Il posto – oscura miniera di anime – brulica di pallide parvenze umane. Le tombe in cui dormono di giorno hanno spalancato i coperchi, lasciando uscire quelle ombre leggere. Giovani tatuatrici emule di Chiara Ferragni in mini abiti cuciti con ali di cavallette e allacciati da bottoni in ossa di grillo; progettisti di capi micro comandati con il cappuccio della tuta disindividuante Reebok calcato in testa; manager imbolsiti stretti in giacche Armani slim fit; segretarie attempate che sfoggiano burkini di Simona Chiaravalle: tutti si mischiano a carabinieri in pigiama di pelle trattati nei colori più chic (dai coloniali ai rosa pastello), punkabbestia in impeccabili vestiti grigi, donne glam, con abiti da sera stretch, bluse in pelo di wub dai colori fluo con reggiseni a vista in tinta, anfibi-sneaker tempestati di frammenti di meteorite, maglioncini di canapa marziana impreziositi dal ritratto anamorfico di Bertrand Russell.
Spiriti dell’aria, nell’aria, sul punto di dissolversi, camminano in fretta, per rifornirsi di vodka o di assenzio – come fantasmi ansiosi di tornare a infestare i castelli in cui, da vivi, hanno commesso terribili delitti. Fantasmi, ma fantasmi cool, direbbero gli ariminensi. Perché dal food porn ai tatuaggi, viviamo nella cultura del cool. Ma cos’è questo concetto che mescola Chiara Ferragni e Bertrand Russell, Aldo Cibic e il wub, Rod Stewart e il MIT?
«Nel significato di “alla moda, figo” la parola cool emerge nel 1927 nel vernacolo afro-ariminense. Prima» dice il Maestro ai discepoli rientrati con lui nel locale, dopo aver ordinato un giro di vodka al mirtillo, «to be cool voleva dire “rimanere calmo”. Da un atteggiamento di distacco emotivo degli schiavi neri. Che ritorna nel cool jazz di Chet Baker e nella cultura Beat. L’estetica del cool unisce quindi atteggiamenti quali aplomb, rilassatezza, levigatezza, understatement e self-control».

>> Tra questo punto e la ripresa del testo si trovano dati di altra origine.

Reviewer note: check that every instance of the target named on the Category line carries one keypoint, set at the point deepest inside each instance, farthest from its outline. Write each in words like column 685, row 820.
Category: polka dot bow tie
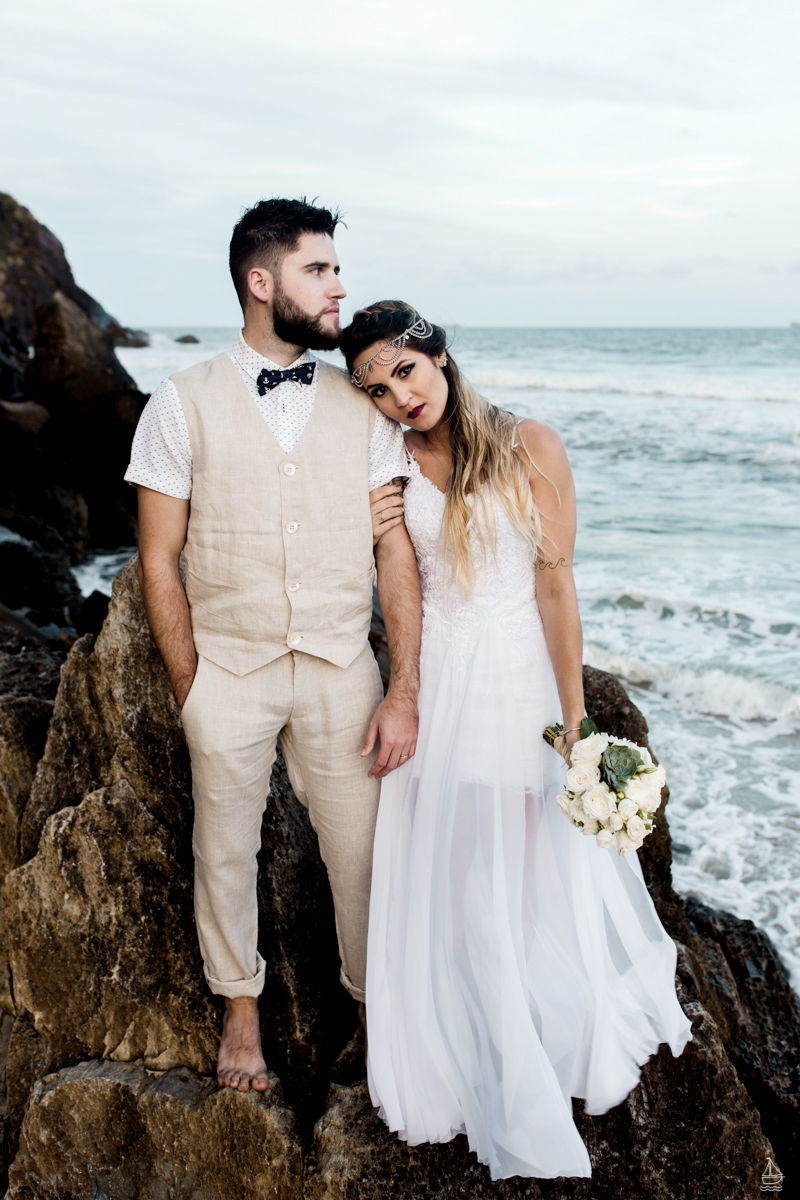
column 270, row 379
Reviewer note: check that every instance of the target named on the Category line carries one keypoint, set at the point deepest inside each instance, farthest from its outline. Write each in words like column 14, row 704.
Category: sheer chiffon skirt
column 511, row 964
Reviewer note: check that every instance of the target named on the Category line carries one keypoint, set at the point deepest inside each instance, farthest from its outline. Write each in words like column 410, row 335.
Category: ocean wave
column 711, row 690
column 511, row 381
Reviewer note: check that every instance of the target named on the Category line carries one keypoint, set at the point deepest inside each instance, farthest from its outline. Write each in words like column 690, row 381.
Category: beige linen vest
column 278, row 553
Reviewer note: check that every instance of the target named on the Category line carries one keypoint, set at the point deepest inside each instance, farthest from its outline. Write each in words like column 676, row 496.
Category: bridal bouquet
column 613, row 787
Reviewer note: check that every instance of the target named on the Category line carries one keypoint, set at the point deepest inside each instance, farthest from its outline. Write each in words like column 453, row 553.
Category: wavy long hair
column 481, row 438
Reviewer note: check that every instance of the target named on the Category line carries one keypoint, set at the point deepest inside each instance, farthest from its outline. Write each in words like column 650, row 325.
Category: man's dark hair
column 268, row 232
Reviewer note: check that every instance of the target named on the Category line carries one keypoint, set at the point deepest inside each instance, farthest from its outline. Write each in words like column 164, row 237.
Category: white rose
column 623, row 843
column 636, row 831
column 589, row 750
column 639, row 791
column 648, row 789
column 576, row 810
column 582, row 775
column 597, row 802
column 627, row 808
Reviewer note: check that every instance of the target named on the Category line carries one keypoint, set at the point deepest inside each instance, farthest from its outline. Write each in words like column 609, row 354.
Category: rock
column 119, row 1131
column 689, row 1128
column 115, row 971
column 94, row 408
column 37, row 498
column 747, row 989
column 104, row 963
column 38, row 585
column 32, row 268
column 29, row 678
column 25, row 413
column 92, row 613
column 104, row 957
column 67, row 413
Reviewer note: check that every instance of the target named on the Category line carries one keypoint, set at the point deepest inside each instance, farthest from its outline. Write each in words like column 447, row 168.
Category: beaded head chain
column 390, row 352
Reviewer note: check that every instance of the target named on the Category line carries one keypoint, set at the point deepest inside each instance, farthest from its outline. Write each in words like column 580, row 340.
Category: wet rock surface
column 118, row 1131
column 67, row 413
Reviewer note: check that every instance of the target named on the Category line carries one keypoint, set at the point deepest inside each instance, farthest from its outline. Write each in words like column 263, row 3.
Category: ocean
column 685, row 445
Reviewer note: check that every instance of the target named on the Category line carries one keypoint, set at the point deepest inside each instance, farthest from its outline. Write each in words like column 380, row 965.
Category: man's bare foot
column 362, row 1018
column 240, row 1062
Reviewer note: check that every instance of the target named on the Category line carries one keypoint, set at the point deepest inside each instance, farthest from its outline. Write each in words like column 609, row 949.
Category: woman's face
column 413, row 390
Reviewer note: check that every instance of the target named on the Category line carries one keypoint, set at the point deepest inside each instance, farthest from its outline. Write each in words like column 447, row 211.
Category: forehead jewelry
column 390, row 352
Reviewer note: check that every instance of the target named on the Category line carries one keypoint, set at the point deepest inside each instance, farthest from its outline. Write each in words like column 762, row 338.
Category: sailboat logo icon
column 771, row 1179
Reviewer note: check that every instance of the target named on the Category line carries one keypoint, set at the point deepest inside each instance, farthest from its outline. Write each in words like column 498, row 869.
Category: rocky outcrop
column 67, row 407
column 32, row 268
column 109, row 1059
column 687, row 1129
column 119, row 1131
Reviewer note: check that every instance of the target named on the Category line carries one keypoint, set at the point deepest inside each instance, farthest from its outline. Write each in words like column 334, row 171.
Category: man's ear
column 260, row 285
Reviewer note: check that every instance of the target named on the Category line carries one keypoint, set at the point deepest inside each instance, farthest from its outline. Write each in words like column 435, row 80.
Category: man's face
column 306, row 303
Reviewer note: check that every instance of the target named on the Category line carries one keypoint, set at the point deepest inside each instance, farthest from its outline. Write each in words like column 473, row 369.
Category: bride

«Io credo» ipotizza il Capitano «che la chiave della coolness sia l’Eterno Ritorno di Nietzsche. Connota le cose per cui un tempo inorridivi e che prima o poi non solo tornano, ma appaiono addirittura belle, fascinose. Quelle che ti fanno intravedere i fili dell’ordito che intessono la realtà, soggetti a un’unica, immutabile vibrazione. Chi è incanutito navigando la sfera dell’Oceano…».

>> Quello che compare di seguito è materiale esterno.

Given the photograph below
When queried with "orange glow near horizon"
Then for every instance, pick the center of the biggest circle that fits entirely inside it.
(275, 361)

«La sfera fissa e mobile dell’Oceano» puntualizza il Pescivendolo.
«… o cercando di decifrare la trama di film come Cloud Atlas – se non, peggio ancora, della serie Netflix Dark – sa che quest’ordito è la Necessità, compagna inseparabile del Caso: sì, il Caso e la Necessità, che, intrecciandosi, lavorano insieme. Prendi gli occhiali con la montatura spessa. Nella mia gioventù chi li portava era oggetto di derisione: il mozzo più derelitto non li avrebbe voluti in sorte. Oggi si chiamano “strutturati” e li indossano le star».

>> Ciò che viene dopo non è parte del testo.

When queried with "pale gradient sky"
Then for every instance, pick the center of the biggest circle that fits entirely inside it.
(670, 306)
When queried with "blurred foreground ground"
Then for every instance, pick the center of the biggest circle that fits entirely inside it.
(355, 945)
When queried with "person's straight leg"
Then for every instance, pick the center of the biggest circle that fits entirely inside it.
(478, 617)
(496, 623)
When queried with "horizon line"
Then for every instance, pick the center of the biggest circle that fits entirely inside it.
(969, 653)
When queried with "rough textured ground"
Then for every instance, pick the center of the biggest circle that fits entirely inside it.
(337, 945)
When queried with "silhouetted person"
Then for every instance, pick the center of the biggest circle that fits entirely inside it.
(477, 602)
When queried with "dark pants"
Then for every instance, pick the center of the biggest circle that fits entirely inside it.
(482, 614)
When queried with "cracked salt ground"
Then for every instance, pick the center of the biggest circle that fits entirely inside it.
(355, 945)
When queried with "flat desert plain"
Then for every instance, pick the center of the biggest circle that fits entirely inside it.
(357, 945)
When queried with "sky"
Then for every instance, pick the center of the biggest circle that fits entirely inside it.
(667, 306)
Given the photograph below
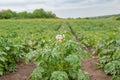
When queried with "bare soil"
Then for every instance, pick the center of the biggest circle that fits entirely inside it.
(89, 65)
(23, 72)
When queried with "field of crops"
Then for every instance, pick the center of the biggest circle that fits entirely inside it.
(58, 46)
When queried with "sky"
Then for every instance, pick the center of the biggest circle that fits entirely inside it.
(65, 8)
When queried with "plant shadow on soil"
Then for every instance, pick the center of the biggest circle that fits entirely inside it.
(23, 72)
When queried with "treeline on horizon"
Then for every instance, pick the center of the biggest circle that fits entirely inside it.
(37, 13)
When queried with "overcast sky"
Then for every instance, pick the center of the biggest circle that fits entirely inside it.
(65, 8)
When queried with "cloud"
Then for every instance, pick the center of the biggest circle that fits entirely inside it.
(65, 8)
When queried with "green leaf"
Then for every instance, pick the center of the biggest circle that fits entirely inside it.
(59, 75)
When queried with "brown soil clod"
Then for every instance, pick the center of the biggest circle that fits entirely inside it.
(23, 72)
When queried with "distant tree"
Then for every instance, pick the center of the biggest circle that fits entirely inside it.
(49, 14)
(118, 18)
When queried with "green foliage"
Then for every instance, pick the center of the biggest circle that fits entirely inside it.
(55, 59)
(59, 75)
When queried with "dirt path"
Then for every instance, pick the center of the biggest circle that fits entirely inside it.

«Fuck off the mònd, this is the cool essence» azzarda il Custode. «Cool is always out of every rule. Cool l’è un insort, a rebél, mica un patacca».
«Dunque» chiosa il Pescivendolo, elegantissimo nell’abito Synapse che interpreta le connessioni funzionali fra le cellule del cervello cambiando di continuo forma, luminosità e aspetto «l’unico vero modo per essere cool è essere uncool».